A debt restructuring would underscore the challenges the company has faced since it was acquired by private equity firms TPG Capital LP and Leonard Green & Partners LP in a $3 billion leveraged buyout in 2011. J. Crew has struggled as many shoppers have shunned malls and turned to internet shopping.
The company is exploring ways to take advantage of the low trading price of some of its debt, one of the people said.
As part of its preparations for negotiating with its creditors, J. Crew is planning to move the rights to its iconic brand into a separate subsidiary, the people said.
This move would give J. Crew a number of options to cut down its debt, including raising new financing to buy back its loans and bonds at a discount, or offering creditors the chance to swap into the new debt holdings.
After one of the company's banks told loan holders about the brand move, prices on its loans fell to as low as about 50 cents on the dollar Friday morning from around 64 cents on the dollar, the people said.

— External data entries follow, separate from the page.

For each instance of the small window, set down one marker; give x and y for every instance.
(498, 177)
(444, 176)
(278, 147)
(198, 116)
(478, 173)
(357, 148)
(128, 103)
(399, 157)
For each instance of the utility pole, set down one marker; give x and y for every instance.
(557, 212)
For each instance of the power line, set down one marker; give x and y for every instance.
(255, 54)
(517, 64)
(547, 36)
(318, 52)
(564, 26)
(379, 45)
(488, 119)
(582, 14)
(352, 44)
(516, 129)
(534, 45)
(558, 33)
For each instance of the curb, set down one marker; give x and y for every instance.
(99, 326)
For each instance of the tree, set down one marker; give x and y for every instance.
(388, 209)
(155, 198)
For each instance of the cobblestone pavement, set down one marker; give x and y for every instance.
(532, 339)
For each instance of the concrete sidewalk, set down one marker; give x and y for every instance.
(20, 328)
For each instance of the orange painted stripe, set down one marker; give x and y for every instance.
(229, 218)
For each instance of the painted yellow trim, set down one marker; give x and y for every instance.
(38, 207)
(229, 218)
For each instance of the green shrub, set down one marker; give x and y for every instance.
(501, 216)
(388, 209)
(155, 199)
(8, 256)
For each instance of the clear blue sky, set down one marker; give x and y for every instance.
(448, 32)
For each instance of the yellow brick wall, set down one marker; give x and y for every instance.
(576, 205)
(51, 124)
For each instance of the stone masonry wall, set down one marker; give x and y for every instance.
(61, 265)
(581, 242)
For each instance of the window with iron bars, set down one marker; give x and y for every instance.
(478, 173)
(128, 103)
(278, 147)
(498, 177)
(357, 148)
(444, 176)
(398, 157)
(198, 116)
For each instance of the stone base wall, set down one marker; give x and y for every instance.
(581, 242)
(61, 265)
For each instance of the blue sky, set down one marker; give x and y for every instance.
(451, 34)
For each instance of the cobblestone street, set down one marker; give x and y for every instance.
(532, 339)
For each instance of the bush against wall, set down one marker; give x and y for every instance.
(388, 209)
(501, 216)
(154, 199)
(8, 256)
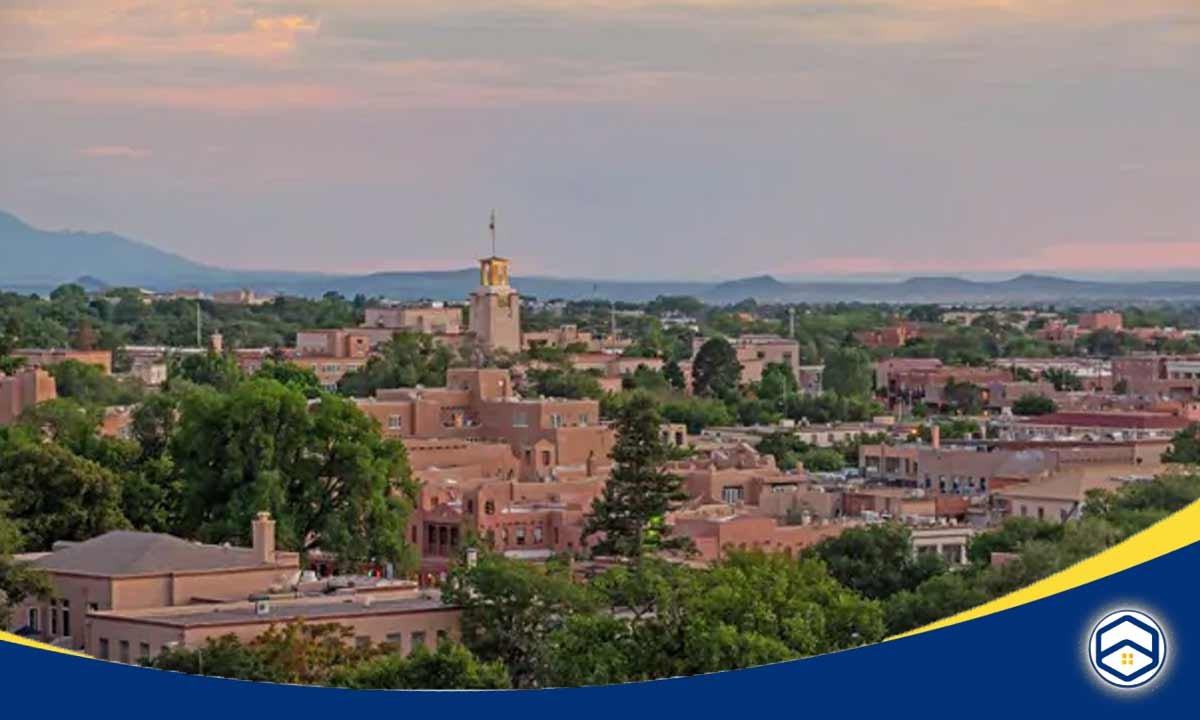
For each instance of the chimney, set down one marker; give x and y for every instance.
(263, 533)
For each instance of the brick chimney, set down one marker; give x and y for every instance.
(263, 533)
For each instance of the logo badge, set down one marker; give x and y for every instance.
(1127, 648)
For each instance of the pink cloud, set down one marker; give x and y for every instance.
(124, 151)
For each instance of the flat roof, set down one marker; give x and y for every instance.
(281, 611)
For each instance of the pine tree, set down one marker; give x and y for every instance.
(641, 492)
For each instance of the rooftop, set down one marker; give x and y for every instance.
(280, 611)
(127, 552)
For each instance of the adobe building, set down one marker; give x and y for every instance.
(127, 597)
(46, 358)
(435, 318)
(131, 570)
(405, 619)
(1159, 377)
(546, 436)
(496, 309)
(756, 352)
(1090, 322)
(23, 390)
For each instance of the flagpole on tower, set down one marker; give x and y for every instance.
(491, 226)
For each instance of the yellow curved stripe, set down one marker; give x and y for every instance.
(40, 646)
(1164, 537)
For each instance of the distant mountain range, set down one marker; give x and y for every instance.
(37, 261)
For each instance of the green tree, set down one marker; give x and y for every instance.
(640, 492)
(216, 370)
(450, 667)
(696, 413)
(936, 598)
(54, 495)
(324, 473)
(88, 384)
(877, 561)
(1185, 445)
(568, 383)
(293, 376)
(715, 372)
(509, 607)
(407, 360)
(673, 373)
(1062, 379)
(18, 580)
(823, 460)
(849, 372)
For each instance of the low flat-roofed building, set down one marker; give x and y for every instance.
(132, 570)
(403, 619)
(1057, 498)
(48, 357)
(22, 390)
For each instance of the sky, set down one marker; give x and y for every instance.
(615, 138)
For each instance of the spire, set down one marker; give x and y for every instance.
(491, 227)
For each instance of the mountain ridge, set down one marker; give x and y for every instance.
(39, 261)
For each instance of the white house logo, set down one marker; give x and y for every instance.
(1127, 648)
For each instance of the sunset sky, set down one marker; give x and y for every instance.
(616, 138)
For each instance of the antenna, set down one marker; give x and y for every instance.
(491, 226)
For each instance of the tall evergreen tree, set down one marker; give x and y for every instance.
(630, 514)
(715, 371)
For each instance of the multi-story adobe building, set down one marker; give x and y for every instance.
(978, 468)
(1090, 322)
(496, 309)
(22, 390)
(48, 357)
(435, 318)
(1095, 426)
(127, 597)
(547, 436)
(1057, 498)
(894, 336)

The company's bonds were trading at 36 cents on the dollar, according to Thomson Reuters data.
The sources asked not to be identified because the negotiations are confidential. J. Crew, TPG and Leonard Green declined to comment.
Other retailers have considered similar moves to separate their brands from their brick-and-mortar footprints. Teen retailer American Apparel LLC, for example, filed for bankruptcy last month with a deal in place to sell its intellectual property. It is still looking for a buyer for its stores.
But moving assets can be contentious. U.S. radio station owner iHeartMedia Inc came under fire from a group of senior creditors when it moved shares of affiliate Clear Channel Outdoor Holdings Inc to a subsidiary ahead of a potential debt restructuring. A Texas judge ultimately said that the move was permissible.
J. Crew faces $500 million in maturities in bonds in 2019. Reuters reported last month that J. Crew was also carving out its successful Madewell brand. That brand is not expected to move to the new subsidiary, the people said.
Debtwire reported earlier on Friday that J. Crew would transfer its intellectual property to a Cayman subsidiary.